Although not necessarily classified as a "hazardous industry" by traditional statistics, muscle and bone injuries caused by high-intensity physical handling/twisting have long-term hidden dangers. Taking the whole body exoskeleton as an example, with 24 degrees of freedom, a single person can achieve repeated handling of an equivalent load of about 200 pounds (90 kg), equipped with hot swappable batteries to cover the entire shift operation. Its value lies in reducing work-related injuries and musculoskeletal disorders from the source, and "converging" the impact of individual differences on safety within the system threshold. The engineering boundary lies in: not exceeding the physiological joint limits of the human body, anti pinch/speed limit in crowded/dynamic environments, and coordination with on-site safety systems (such as pedestrian priority zones and forklift access).
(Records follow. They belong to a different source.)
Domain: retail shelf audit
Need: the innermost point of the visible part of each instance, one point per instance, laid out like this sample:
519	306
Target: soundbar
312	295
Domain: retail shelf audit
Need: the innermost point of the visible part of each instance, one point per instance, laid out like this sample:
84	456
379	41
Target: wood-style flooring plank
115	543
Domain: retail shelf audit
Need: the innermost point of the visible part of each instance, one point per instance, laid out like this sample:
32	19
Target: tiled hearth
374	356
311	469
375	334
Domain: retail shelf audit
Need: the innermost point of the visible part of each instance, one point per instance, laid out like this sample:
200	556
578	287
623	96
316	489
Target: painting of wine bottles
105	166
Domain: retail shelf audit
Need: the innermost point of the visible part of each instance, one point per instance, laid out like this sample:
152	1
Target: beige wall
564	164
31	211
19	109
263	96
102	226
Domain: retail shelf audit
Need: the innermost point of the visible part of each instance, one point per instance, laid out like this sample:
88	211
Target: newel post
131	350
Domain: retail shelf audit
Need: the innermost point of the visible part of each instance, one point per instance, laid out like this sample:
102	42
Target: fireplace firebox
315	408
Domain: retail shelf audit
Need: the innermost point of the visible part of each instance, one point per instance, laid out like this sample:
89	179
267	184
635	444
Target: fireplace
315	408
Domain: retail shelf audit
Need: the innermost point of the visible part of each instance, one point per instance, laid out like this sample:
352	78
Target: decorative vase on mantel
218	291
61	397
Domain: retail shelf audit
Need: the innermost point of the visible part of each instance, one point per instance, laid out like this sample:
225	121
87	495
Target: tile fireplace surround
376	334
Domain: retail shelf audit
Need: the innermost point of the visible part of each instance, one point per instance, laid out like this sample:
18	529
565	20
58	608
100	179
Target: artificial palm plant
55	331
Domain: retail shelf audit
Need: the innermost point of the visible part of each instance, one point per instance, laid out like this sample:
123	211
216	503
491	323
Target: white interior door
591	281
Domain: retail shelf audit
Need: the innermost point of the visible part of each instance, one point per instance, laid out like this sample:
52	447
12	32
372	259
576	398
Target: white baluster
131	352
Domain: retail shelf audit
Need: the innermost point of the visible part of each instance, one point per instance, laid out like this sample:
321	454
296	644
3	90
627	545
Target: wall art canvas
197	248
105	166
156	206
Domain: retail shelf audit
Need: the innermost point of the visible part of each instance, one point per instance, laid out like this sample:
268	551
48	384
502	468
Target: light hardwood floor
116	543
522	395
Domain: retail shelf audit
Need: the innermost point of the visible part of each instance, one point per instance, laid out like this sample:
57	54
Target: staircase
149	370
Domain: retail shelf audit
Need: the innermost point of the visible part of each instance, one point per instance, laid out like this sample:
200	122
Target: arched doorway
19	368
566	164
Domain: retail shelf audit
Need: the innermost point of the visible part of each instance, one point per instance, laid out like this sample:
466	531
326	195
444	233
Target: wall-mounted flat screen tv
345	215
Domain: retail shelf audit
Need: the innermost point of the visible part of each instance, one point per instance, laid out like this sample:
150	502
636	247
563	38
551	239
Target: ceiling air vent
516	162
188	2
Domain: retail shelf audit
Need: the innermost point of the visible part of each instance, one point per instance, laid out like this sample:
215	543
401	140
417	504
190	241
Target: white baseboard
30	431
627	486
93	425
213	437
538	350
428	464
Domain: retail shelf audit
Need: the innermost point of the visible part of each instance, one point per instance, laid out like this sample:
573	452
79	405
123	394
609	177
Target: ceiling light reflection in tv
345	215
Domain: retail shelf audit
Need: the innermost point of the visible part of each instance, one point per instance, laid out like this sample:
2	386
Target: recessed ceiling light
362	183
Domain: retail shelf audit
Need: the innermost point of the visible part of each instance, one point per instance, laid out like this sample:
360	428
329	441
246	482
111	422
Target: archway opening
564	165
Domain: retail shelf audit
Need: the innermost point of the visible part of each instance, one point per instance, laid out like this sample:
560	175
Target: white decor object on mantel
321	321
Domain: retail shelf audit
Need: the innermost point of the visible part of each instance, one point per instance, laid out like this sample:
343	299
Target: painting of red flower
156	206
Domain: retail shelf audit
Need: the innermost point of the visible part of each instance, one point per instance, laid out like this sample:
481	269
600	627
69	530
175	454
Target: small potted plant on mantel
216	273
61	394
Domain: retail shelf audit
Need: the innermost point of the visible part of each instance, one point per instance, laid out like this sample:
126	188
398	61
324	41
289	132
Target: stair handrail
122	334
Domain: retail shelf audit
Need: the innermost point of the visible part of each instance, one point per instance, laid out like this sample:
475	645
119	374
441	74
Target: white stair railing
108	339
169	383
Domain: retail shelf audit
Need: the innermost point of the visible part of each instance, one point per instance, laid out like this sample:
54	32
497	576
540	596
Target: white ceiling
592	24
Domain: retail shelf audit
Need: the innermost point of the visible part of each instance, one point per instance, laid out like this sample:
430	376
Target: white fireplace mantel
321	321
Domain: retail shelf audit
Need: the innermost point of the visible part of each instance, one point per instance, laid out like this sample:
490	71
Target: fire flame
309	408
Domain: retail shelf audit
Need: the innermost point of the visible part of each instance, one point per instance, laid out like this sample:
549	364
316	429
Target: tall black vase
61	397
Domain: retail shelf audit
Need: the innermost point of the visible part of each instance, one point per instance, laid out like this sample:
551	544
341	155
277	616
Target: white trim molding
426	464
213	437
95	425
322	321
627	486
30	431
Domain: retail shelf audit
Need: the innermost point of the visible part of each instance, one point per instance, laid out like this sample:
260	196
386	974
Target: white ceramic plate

Cross industry common observation (to make "dangerous work" truly safe, relying on the dual wheel drive of technology and organization)

(A) The priority of 'removing people from the danger zone' is the highest. Whether it's unmanned mining vehicles, tower robots, or DFR and quadruped inspections, the essence is to minimize the accumulated value of "exposure time x risk intensity". Therefore, the system requires fail safe and fault stripping design: automatic degradation upon communication interruption, triggering of "safe parking/evacuation/return" due to abnormal sensing, and manual one click takeover with clear and auditable paths. This' safety engineering foundation 'determines whether automation can truly reduce the chain of accidents, rather than creating new uncertainties.
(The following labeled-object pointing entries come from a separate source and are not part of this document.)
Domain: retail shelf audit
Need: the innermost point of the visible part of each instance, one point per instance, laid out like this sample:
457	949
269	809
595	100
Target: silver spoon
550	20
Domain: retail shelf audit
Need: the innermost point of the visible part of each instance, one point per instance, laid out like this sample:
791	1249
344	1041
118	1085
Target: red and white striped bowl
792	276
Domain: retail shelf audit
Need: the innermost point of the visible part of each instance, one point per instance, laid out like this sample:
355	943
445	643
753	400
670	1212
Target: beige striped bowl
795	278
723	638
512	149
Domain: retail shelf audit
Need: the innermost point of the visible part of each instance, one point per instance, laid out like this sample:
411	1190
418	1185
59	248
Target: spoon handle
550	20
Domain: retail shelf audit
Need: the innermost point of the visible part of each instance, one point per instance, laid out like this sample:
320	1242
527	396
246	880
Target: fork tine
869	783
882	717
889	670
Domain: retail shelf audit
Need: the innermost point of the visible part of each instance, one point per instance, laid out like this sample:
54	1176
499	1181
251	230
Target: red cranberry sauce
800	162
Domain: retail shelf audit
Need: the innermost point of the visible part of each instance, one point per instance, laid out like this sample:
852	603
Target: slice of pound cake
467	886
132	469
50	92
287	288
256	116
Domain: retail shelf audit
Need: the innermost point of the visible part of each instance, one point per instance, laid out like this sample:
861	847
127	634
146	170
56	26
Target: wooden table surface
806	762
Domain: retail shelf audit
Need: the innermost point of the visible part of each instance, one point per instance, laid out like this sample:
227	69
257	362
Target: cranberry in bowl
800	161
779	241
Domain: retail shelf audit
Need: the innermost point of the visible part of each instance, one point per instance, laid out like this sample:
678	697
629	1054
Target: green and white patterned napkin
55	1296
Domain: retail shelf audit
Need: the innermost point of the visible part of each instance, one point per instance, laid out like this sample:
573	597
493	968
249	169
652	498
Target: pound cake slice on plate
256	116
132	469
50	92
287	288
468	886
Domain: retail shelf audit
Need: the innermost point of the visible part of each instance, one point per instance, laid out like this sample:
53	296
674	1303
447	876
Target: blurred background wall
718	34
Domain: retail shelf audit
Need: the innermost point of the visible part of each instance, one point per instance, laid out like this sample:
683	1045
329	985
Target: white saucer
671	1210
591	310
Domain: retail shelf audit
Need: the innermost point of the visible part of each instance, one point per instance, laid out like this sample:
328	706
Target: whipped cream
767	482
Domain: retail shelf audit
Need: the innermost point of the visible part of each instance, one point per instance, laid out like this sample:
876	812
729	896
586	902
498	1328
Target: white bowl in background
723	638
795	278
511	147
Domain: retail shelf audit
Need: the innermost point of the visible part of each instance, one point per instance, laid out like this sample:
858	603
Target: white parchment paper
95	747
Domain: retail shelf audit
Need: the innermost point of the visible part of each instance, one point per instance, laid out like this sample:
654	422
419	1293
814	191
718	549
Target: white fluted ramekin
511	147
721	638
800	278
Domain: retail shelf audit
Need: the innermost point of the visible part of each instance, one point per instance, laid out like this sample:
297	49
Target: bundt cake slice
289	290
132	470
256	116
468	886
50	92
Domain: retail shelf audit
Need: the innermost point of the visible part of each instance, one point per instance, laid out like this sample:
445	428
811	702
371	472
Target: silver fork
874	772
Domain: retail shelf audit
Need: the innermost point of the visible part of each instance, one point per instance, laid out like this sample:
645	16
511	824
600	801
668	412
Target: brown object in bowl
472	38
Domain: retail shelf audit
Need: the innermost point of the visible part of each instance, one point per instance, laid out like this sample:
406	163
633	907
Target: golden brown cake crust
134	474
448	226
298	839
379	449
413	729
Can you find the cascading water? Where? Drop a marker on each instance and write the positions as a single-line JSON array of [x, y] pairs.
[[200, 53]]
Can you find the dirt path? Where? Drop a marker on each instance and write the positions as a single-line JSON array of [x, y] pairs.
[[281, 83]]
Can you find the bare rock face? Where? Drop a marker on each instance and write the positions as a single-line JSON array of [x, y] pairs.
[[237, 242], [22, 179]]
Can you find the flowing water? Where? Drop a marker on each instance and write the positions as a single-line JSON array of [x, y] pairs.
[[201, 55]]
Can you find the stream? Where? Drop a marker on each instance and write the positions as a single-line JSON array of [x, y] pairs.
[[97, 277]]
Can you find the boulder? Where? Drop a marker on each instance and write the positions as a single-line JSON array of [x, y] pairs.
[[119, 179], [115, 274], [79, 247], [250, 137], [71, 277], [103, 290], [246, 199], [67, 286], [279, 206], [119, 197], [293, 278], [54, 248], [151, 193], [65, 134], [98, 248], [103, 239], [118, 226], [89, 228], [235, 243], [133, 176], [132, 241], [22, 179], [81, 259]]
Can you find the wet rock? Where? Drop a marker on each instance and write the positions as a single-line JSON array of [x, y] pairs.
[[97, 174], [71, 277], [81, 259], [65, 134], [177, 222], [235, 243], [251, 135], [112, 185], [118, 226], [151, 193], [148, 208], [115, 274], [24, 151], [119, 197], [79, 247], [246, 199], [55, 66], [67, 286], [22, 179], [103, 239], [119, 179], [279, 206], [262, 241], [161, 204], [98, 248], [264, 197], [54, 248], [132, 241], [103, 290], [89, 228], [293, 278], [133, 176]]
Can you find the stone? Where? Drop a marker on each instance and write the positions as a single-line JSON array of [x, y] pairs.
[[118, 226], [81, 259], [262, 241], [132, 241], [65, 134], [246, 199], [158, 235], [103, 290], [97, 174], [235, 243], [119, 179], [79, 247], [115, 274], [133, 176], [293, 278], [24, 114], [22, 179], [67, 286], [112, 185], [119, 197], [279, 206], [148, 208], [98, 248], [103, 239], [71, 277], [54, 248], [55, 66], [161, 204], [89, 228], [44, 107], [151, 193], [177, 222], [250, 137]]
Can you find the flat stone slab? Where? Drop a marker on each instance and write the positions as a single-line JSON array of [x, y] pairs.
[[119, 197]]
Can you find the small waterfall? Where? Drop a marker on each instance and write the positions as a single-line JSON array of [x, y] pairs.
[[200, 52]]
(B) AI first performs "risk pre positioning" and then performs "automatic closed-loop". Predictive maintenance and digital twin transform "fixing the broken" into "fixing the broken first"; After the defect detection is stable, connect the process of "alarm → work order → dispatch → review" to form a closed loop. The AI LiDAR analysis in energy networks (from tree barriers to hardware defects) and the "mobile edge analysis" in factories for early detection of hotspots/abnormal sounds are both paradigms of "pre intervention": the goal is to intercept accidents from the disaster stage back to the controllable stage.
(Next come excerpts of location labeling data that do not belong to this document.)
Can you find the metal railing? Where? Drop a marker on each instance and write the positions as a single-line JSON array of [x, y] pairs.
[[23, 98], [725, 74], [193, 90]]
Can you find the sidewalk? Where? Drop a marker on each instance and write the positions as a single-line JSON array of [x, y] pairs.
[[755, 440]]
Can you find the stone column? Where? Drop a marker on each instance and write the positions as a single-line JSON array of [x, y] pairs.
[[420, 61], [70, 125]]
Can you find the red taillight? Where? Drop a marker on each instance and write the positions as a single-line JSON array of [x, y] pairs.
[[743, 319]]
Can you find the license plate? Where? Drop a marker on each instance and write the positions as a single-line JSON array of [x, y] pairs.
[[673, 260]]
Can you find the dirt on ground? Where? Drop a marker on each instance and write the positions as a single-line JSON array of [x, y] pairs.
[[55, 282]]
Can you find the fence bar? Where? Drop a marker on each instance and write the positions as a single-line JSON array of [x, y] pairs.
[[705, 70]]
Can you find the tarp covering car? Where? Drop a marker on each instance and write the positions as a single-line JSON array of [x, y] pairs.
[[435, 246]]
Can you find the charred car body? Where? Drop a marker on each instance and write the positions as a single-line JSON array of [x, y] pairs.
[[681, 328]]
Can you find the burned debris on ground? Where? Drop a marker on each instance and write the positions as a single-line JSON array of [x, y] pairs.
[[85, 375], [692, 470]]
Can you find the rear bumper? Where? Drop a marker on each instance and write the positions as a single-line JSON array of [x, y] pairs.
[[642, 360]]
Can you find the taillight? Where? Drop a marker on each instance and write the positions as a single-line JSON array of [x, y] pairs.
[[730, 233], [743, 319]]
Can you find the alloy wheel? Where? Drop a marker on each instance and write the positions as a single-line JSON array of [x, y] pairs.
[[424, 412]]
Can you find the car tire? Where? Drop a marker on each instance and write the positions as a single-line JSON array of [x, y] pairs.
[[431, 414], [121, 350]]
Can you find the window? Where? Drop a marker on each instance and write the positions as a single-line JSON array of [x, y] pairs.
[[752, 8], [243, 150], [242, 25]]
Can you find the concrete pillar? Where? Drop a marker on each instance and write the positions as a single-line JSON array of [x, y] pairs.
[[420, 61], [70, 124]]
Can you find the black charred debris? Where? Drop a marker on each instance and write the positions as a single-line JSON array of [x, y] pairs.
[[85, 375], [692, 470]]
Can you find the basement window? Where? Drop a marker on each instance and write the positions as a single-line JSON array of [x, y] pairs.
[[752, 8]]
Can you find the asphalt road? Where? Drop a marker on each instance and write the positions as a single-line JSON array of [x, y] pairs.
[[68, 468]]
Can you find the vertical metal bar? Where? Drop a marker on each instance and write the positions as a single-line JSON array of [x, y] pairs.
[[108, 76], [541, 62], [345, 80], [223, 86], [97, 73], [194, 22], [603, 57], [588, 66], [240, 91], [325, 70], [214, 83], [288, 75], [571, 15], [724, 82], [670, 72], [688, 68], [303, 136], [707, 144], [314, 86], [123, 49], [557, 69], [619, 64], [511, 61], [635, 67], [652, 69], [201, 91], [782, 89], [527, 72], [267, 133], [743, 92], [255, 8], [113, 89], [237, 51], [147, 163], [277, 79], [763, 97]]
(C) The division of labor between humans and machines has shifted from "substitution" to "collaboration". In the two high-risk scenarios of trucks and healthcare, the division of labor of "automation covering the plain, humans guarding the mountain pass" is more realistic and easier to pass compliance review: machines are responsible for long-term, repetitive, and dangerous parts, while humans make judgments and provide safety in the complex situation of the last kilometer.

(D) The Three Great Mountains of Landing: Compliance, Engineering Reliability, and Operational Transformation

Compliance: Autonomous driving on the road permit, unmanned aerial vehicle/inspection robot airspace/on-site permit, medical device registration and ethical review, determining the upper limit of commercialization speed;

Engineering: Dust and electromagnetic environment, extreme temperature and humidity/low temperature (cold chain, deep well), wind, rain, and salt spray resistance, which are real tests for sensors and actuators;

Operations: After the change of job profile, the team needs to upgrade from "equipment operator" to "system supervisor/dispatcher/data reader", requiring supporting training and incentives, otherwise the friction of "having a system but no one will use it" will offset the technical dividends. These elements have mature practices to follow in DFR's "one person, multiple machines", quadruped platform's "standardized payload and interface", and factory's "mobile perception+edge analysis" practices.